Newsnight should not be broadcasting reports with elementary errors. And it should not be interviewing people who do not have a grasp of the subject under discussion.

A crying shame

On 15th November, the BBC became embroiled in another fakery row. This time news staff added the sounds of babies crying to footage of quintuplets born to a Russian woman.

The five girls were born the previous weekend at the John Radcliffe Hospital in Oxford. The hospital distributed clips of the quintuplets, their mother and her husband on VT with no audio.

BBC news staff then found some old audio of babies crying, added it to the VT and broadcast the VT and the fake audio until someone spotted the babies all had respirators in their mouths.
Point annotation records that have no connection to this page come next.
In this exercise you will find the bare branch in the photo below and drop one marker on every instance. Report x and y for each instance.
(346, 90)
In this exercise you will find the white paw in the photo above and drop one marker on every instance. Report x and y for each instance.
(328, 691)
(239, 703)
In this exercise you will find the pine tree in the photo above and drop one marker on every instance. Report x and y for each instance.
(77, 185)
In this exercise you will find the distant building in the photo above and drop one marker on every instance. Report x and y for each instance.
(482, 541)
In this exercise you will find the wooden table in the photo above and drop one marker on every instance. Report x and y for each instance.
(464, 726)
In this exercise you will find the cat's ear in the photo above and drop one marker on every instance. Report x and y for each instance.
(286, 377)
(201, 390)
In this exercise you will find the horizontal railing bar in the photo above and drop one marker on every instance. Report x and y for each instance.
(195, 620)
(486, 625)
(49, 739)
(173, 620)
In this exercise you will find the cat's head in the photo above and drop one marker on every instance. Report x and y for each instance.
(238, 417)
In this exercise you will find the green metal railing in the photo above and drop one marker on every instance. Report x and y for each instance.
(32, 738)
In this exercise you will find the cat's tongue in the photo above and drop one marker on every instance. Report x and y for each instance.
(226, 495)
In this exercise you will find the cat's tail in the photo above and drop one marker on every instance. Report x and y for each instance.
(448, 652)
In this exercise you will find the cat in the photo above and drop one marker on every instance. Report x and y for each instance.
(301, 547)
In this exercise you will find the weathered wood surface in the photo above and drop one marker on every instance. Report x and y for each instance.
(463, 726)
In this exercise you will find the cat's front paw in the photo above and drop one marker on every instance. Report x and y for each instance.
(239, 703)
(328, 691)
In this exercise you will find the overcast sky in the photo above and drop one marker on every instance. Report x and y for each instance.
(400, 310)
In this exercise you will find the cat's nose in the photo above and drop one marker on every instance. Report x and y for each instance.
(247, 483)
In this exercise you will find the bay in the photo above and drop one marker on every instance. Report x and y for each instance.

Newsnight’s report on the UK “credit crisis”

Newsnight presented a criticism of the Bank of England governor Mervyn King and chancellor of the exchequer Alistair Darling on 6th November 2007 for its handling of of recent problems in the banking industry in particular by “squashing” a Lloyds Bank acquisition of Northern Rock.

Newsnight reporter Paul Mason stated that the UK was suffering from a “credit crisis” and claimed that that Darling had “squashed” Lloyds Bank’s tentative takeover of Northern Rock without disclosing that Lloyds had asked the government for billions of state financing for the acquisition and the government had merely declined to refuse to provide this just as they would decline to provide financing for other private companies. The government had not “squashed” any bid from Lloyds Bank.

And which high-flying City grandee had the BBC found to provide clips saying that the Bank of England should not concern itself with inflation, moral hazard or prudent central banking? Well – none of them. They only came up with Clem Chambers, who runs a website called, which lists share prices.

Chambers said that when things are as bad as they are now then the government should bail out companies with problems. “Moral hazard has to go out of the window and government and regulators have to get together and protect the system,” he claimed.

If the situation was as bad as Mason was claiming how come the best he could get to appear on his report and say government cash should be used to bail out private sector failures was Chambers? Where were the senior bank executives or senior economists to back up his assertion?

And which government rep was in the studio to discuss the matter afterwards? James Purnell, the culture secretary, best known for getting photoshopped into a picture in a hospital and then claiming he didn’t know it would be done. Purnell told Jeremy Paxman that the government was planning to increase government guarantees of bank deposits from the current low level, something the programme had already mentioned before in a previous report.

Jeremy Paxman, despite his million pound salary, wasn’t listening to Purnell’s comment and replied incongruously: “Well if you do it for one you’d have to do it for all.”

When will the Newsnight editors figure out they need interviewers who listen to and understand replies to their questions? And they should get relevant government ministers in the studio to answer questions or none at all.

Paul Mason, commenting on the effect of the upcoming BBC staff cuts said recently: “Quality is being sacrificed to dross.” Mr Mason: we’re getting the dross already.

Important issues on Newsnight should be reported competently. They should not be covered by odd-job reporters who only have a poor grasp of the subject and produce reports containing clips from inappropriate.